Prosecutors refused to charge the officers, so José sued them in federal court for their violation of his Fourth Amendment rights by using excessive force. José won in the trial court, which held that the officers were not entitled to qualified immunity, but the 5th U.S. Circuit Court of Appeals held that because the officers worked for the federal—rather than state or local—government, they could not be sued for constitutional violations, no matter how outrageous their actions.
“There is no reason to treat federal law enforcement differently from its state and local counterparts,” said Patrick Jaicomo, an attorney for the Institute for Justice, which represents José. “Having this two-track system of accountability provides additional loopholes for avoiding a day in court, making it difficult to achieve meaningful reforms.”
“The Supreme Court has an opportunity here to make it clear that when federal law enforcement uses excessive force, they will face exactly the same consequences as those who happen to work for a state or a municipality,” said IJ Attorney Anya Bidwell, co-counsel in this case.
In addition to the Institute for Justice’s brief filed on behalf of José, a number of amicus (or “friend of the court”) briefs have been filed by notable scholars and public policy experts across various disciplines and philosophical outlooks, all of whom urge the Court to accept José’s case. These include:
- A brief on behalf of Peter Schuck. Prof. Schuck is the Simeon E. Baldwin Professor of Law Emeritus at Yale University. He is a legend in the field of constitutional accountability. He wrote a treatise—Suing Government: Citizen Remedies for Official Wrongs (1983)—which became the foundational text on the subject and inspired many great legal minds to get involved in the field. In his brief, Prof. Schuck argues that the 5th Circuit’s decision denying José Oliva his day in court “departs radically from this Court’s established framework for evaluating damages claims against federal officials for constitutional torts, creating a split among the circuits.” Supreme Court review, therefore, is not only warranted but badly needed.
- A brief on behalf of Seth Stoughton. Prof. Stoughton is a former police officer, who, among other appointments, teaches at the University of South Carolina School of Law. He is a well-respected authority on the use of force issues that plague our nation today. According to his brief, the 5th Circuit is home to one of the largest federal law enforcement forces in the country. There are more than 18,000 federal law enforcement officers in Texas alone, with the 5th Circuit overall hosting more than 20,500 federal police. This means that if the 5th Circuit’s decision is allowed to stand, a constitutional remedy will “effectively be abolished exactly where it is most crucial.” In his brief, Prof. Stoughton urges the Supreme Court to take up this case and reverse the horrible holding that prevents José from getting his day in court.
- A brief that crosses philosophical boundaries on behalf of the ACLU, Cato Institute, DKT Liberty Project, and Law Enforcement Action Partnership. The brief argues that our current moment calls for a reevaluation of the excessive force jurisprudence and also for getting back to the original principles of this country’s founding, such as that where there is a right, there must be a remedy. The legal precedent in Bivens, in which the U.S. Supreme Court ruled that those in federal law enforcement could be held accountable for their actions, has proven to be one of the most powerful tools for remedying government abuses. The decision below in José’s case cannot be allowed to stand lest this tool be denied to those who most need it.

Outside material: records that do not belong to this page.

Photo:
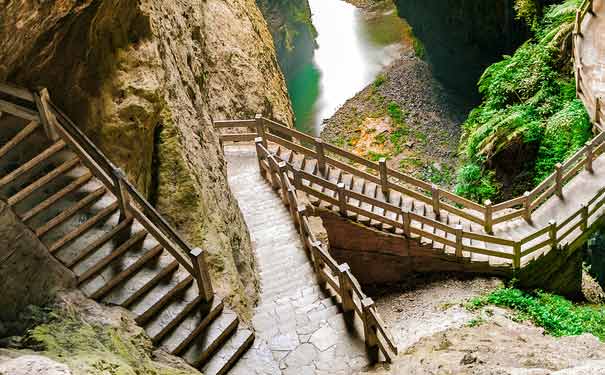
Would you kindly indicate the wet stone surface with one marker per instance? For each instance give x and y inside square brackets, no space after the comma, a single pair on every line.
[299,327]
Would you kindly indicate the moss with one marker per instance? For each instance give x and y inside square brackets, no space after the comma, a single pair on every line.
[95,349]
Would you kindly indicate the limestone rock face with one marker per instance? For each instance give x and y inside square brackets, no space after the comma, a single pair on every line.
[145,79]
[29,275]
[33,365]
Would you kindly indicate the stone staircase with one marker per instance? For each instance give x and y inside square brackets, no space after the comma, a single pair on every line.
[115,259]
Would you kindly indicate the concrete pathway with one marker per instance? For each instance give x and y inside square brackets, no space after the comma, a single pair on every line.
[299,328]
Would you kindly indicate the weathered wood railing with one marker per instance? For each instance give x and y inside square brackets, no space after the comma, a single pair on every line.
[131,202]
[337,276]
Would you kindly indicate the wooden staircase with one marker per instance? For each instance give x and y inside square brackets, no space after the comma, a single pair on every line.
[121,254]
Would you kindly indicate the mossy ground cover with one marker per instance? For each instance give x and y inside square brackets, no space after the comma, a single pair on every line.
[557,315]
[89,348]
[529,103]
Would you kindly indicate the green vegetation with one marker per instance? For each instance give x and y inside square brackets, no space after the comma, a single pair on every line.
[529,107]
[557,315]
[96,349]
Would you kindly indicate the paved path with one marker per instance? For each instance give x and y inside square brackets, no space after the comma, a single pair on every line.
[593,49]
[299,328]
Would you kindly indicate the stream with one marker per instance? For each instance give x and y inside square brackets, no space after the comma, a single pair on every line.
[354,45]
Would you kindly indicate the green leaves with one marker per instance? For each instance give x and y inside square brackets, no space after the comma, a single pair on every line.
[557,315]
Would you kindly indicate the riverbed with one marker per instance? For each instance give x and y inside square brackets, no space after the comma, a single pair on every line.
[354,46]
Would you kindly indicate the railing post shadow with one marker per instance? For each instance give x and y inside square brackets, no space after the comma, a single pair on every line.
[527,207]
[384,178]
[260,129]
[258,142]
[345,288]
[489,217]
[559,180]
[552,233]
[200,266]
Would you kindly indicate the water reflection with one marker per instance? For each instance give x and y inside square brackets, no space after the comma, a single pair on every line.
[354,46]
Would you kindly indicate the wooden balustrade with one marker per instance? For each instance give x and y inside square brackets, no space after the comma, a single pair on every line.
[130,201]
[329,273]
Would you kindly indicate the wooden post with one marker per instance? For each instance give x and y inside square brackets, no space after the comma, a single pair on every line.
[260,129]
[46,117]
[342,199]
[384,177]
[527,206]
[459,234]
[121,193]
[584,224]
[578,25]
[559,180]
[200,266]
[369,323]
[318,263]
[281,170]
[407,223]
[552,232]
[489,217]
[436,201]
[258,141]
[345,288]
[517,256]
[589,157]
[321,157]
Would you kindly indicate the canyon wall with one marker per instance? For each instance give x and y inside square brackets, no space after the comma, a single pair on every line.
[145,79]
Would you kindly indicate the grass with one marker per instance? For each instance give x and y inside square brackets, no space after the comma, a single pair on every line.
[529,103]
[557,315]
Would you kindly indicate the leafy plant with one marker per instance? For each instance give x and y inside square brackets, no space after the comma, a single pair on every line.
[557,315]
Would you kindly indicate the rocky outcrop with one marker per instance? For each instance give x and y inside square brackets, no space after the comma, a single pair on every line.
[29,275]
[463,37]
[145,79]
[293,32]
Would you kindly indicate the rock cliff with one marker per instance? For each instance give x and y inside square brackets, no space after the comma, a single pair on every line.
[145,79]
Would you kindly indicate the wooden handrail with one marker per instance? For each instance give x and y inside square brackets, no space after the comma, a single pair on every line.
[131,201]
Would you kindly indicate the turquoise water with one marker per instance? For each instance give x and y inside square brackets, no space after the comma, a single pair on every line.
[354,46]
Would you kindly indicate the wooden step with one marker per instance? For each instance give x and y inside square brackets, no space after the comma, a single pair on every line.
[179,339]
[157,334]
[215,335]
[79,182]
[74,234]
[24,193]
[153,309]
[71,211]
[128,272]
[46,154]
[99,242]
[24,133]
[163,274]
[222,361]
[139,237]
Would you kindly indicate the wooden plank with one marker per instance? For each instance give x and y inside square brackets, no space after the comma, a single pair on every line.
[24,193]
[46,154]
[114,254]
[99,242]
[80,181]
[24,133]
[19,111]
[66,214]
[129,271]
[103,214]
[16,91]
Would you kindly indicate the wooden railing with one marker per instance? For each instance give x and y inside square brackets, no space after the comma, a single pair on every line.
[329,273]
[131,202]
[411,224]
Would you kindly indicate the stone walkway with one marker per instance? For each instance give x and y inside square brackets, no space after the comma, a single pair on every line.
[299,328]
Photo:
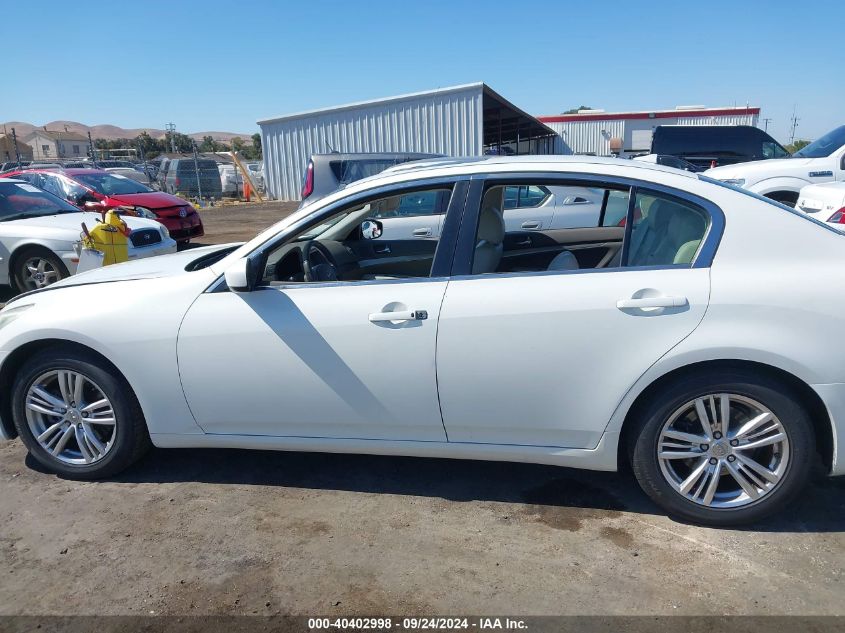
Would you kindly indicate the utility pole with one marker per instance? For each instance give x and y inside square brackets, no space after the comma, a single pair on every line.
[15,141]
[91,149]
[171,129]
[794,124]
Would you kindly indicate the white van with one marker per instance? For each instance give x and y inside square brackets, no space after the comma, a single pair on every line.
[782,179]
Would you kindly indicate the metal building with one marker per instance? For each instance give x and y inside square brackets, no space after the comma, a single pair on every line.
[603,133]
[463,120]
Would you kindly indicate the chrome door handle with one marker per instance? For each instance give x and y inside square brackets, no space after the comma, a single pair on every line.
[399,315]
[652,302]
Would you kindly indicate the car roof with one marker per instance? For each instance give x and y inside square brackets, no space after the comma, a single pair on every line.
[519,163]
[452,167]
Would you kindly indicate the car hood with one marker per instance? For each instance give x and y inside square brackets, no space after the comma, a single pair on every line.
[68,226]
[151,200]
[757,169]
[147,268]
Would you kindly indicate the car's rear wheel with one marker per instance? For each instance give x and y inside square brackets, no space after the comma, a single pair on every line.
[37,268]
[76,417]
[723,448]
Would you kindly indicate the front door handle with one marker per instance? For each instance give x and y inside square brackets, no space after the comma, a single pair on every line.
[399,315]
[652,302]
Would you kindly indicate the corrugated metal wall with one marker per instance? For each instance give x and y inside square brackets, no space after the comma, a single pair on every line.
[593,137]
[446,122]
[586,137]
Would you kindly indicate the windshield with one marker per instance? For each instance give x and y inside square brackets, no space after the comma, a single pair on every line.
[825,146]
[111,184]
[774,203]
[22,200]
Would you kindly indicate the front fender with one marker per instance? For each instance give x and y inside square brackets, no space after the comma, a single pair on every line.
[779,183]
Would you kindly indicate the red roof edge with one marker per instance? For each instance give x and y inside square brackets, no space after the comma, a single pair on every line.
[666,114]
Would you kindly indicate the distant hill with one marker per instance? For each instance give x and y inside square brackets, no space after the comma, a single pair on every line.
[110,131]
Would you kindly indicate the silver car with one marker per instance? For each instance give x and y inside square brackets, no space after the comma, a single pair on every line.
[39,233]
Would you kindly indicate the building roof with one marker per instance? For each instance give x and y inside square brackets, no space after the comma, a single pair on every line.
[57,135]
[600,115]
[360,104]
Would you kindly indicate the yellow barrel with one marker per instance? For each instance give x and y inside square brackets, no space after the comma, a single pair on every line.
[110,238]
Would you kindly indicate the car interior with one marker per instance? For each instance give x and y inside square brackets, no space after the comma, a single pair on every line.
[372,240]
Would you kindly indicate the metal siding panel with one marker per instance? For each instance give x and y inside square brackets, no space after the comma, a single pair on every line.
[441,123]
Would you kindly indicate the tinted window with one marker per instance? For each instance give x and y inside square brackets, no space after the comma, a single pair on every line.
[111,184]
[824,146]
[21,200]
[525,196]
[666,231]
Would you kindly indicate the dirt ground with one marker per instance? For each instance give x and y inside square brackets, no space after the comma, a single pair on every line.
[193,532]
[241,222]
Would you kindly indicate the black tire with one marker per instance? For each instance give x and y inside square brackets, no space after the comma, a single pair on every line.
[131,439]
[776,396]
[19,272]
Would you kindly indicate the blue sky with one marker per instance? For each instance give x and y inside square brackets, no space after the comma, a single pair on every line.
[222,65]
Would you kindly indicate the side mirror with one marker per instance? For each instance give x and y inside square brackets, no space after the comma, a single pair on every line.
[371,229]
[242,276]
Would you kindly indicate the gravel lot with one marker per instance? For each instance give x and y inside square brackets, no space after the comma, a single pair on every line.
[234,532]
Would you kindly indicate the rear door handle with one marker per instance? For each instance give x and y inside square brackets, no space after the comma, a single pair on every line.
[652,302]
[399,315]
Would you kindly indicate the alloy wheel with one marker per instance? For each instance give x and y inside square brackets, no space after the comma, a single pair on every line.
[723,450]
[70,417]
[39,272]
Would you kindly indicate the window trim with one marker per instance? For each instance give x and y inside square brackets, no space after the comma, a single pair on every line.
[443,255]
[462,263]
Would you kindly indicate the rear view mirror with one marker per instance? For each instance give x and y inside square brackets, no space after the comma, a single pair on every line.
[371,229]
[242,276]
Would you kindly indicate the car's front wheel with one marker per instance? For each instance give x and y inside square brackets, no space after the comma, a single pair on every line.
[77,418]
[37,268]
[723,448]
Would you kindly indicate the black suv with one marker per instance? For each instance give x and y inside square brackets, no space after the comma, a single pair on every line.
[724,144]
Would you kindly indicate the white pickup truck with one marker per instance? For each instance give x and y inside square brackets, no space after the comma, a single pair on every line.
[781,179]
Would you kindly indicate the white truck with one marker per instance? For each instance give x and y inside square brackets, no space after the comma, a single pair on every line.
[782,179]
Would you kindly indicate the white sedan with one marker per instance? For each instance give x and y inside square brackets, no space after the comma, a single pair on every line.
[38,234]
[825,202]
[683,342]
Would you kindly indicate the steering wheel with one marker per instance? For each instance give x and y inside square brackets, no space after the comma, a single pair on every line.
[318,263]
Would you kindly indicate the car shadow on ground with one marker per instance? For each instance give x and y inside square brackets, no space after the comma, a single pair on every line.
[589,494]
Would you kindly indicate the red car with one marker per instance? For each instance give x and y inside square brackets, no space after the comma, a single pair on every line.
[81,186]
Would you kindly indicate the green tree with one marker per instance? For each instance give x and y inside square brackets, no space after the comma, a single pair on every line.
[796,145]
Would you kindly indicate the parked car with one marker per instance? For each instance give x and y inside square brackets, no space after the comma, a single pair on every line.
[38,233]
[231,181]
[525,208]
[821,161]
[328,172]
[112,190]
[180,177]
[670,343]
[825,202]
[132,174]
[703,145]
[107,163]
[669,161]
[256,173]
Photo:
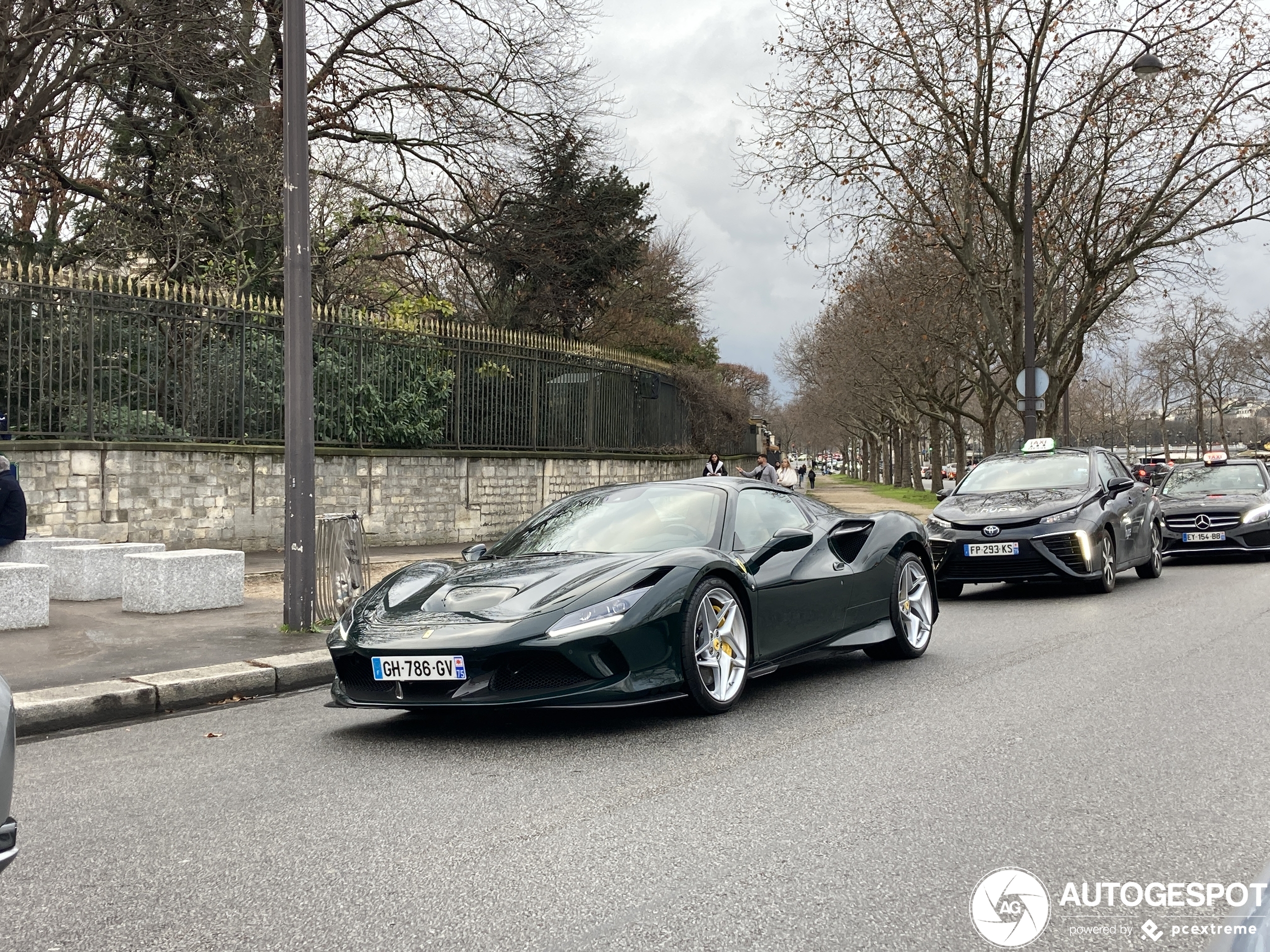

“We are grateful for the support of Professors Schuck and Stoughton, as well as ACLU, Cato, LEAP, and DKT,” said Scott Bullock, president and general counsel of the Institute for Justice. “It is incredible to have such commitment, especially at this early stage of the Supreme Court review. The Constitution is not an empty promise but provides vitally important constraints on government power. We ask the Supreme Court to grant review and make this absolutely clear to federal courts nationwide.”
This case is being litigated as part of the Institute for Justice’s Project on Immunity and Accountability, which seeks to hold government officials more accountable when they violate individual rights. As part of the Project, IJ will continue to fight against the many special protections that shield government officials from accountability.